In einem Schreiben der Regierung heißt es, daß Wohnungslosigkeit "vielfach nicht in fehlendem Wohnraum begründet" liegt, sondern "in der Regel eine Reihe anderer sozialer und zum Teil auch psycho-sozialer Ursachen" hat. [1] Sinngemäß erklärt die Bundesregierung damit, daß die Verantwortung für diese Entwicklung keineswegs der Staat übernehmen muß, sondern daß die Wohnungslosen an ihrem Schicksal selber schuld sind, zumal manche von ihnen psychisch beeinträchtigt seien.

Die Regierung weigert sich seit Jahren, eine eigene Statistik zur Wohnungslosigkeit in Deutschland zu führen. Offenbar aus diesem Grund war die stellvertretende Fraktionsvorsitzende der Linken im Bundestag, Sabine Zimmermann, darauf angewiesen, eine entsprechende Erkundigung bei der Regierung einzuholen. Zimmermann kritisierte die offiziellen Erklärungsbemühungen zur Wohnungslosigkeit, attestierte der Bundesregierung, daß sie die Augen vor der Realität verschließt, wenn sie den Wohnungsmangel nicht erkenne, und verwies statt dessen auf die steigende Einkommensarmut breiter Bevölkerungsschichten. Der Wohnungslosigkeit müsse der Kampf angesagt werden, forderte sie.

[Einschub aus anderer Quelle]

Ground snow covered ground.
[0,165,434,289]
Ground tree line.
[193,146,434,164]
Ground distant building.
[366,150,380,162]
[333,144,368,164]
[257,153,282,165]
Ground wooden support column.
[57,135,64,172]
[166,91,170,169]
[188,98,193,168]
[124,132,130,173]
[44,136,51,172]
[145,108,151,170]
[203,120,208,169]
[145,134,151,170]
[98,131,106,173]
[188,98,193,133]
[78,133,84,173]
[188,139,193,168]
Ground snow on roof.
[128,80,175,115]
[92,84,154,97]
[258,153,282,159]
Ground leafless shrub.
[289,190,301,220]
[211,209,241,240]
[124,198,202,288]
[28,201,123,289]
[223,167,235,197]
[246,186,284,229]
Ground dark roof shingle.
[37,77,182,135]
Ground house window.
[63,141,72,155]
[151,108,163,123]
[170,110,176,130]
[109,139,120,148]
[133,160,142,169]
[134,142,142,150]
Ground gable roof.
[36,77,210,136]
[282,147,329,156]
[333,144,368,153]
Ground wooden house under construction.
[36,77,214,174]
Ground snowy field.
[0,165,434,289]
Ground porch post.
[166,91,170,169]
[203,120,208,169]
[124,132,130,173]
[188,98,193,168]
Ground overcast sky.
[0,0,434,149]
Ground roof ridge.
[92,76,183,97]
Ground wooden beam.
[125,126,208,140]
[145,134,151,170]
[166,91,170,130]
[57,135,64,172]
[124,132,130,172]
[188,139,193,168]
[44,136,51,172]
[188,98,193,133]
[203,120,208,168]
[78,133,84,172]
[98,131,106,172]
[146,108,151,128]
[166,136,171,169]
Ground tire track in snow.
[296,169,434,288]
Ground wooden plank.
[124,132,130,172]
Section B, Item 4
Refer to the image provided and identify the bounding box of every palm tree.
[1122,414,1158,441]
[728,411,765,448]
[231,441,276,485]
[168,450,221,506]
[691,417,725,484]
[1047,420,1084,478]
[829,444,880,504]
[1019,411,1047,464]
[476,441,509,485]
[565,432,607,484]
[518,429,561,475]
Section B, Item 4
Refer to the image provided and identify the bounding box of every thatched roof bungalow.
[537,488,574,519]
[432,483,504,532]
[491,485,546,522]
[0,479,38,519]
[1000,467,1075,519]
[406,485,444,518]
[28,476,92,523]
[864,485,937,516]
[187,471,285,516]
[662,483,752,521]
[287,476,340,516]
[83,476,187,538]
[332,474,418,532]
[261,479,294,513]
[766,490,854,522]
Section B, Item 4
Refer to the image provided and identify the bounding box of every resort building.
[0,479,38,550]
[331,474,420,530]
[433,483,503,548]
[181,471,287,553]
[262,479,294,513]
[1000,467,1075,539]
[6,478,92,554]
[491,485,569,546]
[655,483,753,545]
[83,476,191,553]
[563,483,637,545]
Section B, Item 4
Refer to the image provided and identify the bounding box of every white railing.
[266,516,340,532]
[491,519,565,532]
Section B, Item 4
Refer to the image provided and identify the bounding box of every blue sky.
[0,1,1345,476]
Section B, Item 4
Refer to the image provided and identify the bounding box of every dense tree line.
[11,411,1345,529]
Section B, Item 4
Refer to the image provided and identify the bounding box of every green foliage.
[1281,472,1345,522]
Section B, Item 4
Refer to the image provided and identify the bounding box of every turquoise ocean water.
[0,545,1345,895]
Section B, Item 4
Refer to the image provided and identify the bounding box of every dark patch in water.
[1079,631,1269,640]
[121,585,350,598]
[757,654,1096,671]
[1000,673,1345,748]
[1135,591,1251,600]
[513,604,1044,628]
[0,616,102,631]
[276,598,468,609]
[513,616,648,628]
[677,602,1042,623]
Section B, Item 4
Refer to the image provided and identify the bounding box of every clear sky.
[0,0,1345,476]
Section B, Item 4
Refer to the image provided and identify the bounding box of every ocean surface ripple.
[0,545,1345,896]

Es ist sicherlich verdienstvoll von der Linken-Politikerin, eine so unbequeme Anfrage gestellt zu haben, allerdings kann man ihrer Einschätzung nicht in jeder Hinsicht folgen. Die Bundesregierung schließt weniger die Augen vor der Lebensrealität von Hunderttausenden Menschen, sondern nimmt diese sehenden Auges in Kauf. Es handelt sich um Wohnungslosigkeit mit Ansage.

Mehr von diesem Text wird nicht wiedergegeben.